- Born: Anona Edna Wilkins 5 January 1904 Sydney, Australia
- Died: 2 February 1994 (aged 90) Bournemouth, England
- Occupations: Actress, broadcaster and singer

= Anona Winn =

Australian actress and broadcaster (1904–1994)

Anona Winn (born Anona Edna Wilkins, 5 January 1904 – 2 February 1994) was an Australian-born actress, broadcaster and singer, who spent most of her career in the UK.

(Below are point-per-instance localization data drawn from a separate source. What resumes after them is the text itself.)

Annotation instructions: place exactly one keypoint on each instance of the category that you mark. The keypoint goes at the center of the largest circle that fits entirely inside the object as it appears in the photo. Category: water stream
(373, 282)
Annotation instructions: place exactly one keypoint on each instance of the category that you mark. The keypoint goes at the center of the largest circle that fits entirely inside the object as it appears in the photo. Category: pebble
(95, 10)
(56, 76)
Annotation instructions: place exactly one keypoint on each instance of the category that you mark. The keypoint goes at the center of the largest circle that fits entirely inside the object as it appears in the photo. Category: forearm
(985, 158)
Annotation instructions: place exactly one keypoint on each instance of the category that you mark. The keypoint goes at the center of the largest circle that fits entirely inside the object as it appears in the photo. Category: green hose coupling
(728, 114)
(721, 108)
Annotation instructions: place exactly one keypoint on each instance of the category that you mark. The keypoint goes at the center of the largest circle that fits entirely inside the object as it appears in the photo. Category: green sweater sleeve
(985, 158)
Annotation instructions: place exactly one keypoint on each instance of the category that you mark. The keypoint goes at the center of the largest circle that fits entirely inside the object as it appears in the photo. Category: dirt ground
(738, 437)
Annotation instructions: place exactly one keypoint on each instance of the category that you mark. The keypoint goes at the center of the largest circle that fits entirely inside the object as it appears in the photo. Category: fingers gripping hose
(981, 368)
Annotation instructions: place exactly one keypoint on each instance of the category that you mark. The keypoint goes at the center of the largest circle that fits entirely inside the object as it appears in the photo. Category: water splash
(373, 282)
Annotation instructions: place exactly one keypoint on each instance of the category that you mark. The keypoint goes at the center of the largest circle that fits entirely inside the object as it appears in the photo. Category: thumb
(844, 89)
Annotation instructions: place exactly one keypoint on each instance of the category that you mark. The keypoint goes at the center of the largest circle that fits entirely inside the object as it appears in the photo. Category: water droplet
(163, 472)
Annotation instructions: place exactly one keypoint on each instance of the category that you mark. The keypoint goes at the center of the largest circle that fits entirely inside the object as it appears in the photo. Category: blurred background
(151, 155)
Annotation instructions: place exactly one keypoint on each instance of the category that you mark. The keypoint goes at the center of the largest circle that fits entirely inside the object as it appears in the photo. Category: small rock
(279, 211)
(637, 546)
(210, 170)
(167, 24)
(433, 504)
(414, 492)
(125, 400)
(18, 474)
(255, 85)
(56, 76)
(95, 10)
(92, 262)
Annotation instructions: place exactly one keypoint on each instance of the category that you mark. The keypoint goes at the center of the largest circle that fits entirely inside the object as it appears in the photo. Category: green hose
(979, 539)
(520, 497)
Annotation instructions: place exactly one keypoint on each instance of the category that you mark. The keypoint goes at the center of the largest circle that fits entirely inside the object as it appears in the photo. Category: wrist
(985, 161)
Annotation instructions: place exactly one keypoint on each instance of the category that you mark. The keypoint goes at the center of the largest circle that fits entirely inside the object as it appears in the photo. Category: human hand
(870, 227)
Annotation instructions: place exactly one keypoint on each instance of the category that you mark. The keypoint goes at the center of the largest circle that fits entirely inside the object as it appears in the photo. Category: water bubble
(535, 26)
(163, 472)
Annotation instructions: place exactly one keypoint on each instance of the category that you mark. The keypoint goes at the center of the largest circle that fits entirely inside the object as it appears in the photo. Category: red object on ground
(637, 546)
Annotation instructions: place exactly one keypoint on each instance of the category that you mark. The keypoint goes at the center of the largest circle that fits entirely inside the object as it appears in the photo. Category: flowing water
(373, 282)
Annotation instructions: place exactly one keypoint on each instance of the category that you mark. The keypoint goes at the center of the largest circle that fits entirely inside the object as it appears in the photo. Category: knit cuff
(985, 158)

==Early life and training==
Born in Sydney, she studied at the Redland College For Girls in Sydney. She then studied piano and eventually opera at the Sydney Conservatorium of Music and Melba Memorial Conservatorium of Music, which the latter was possible due to a scholarship from Dame Nellie Melba. Melba, who convinced her to change her name to Winn, also called her a "human flute" due to her massive range. She became disillusioned with the training, calling it the "strait-jacket of opera training", though she was thankful for Melba's guidance.

== Career ==
She joined a touring company of The Merry Widow, but after finding it hard to be a successful singer, she left and started work as a journalist. After playing parts varying from pantomime to Shakespeare in a repertory company, she moved to England. She played the leading part for eight weeks in the musical, Hit The Deck. Within a few years she had made more than 300 appearances in various radio shows including the BBC's Just a Minute. Winn was a regular in the BBC Radio versions of Twenty Questions and Petticoat Line. She starred in On the Air in 1934.

== Personal life ==
In 1933, she married Frederick Lamport. Winn was made an MBE in 1954. She died in Bournemouth aged 90.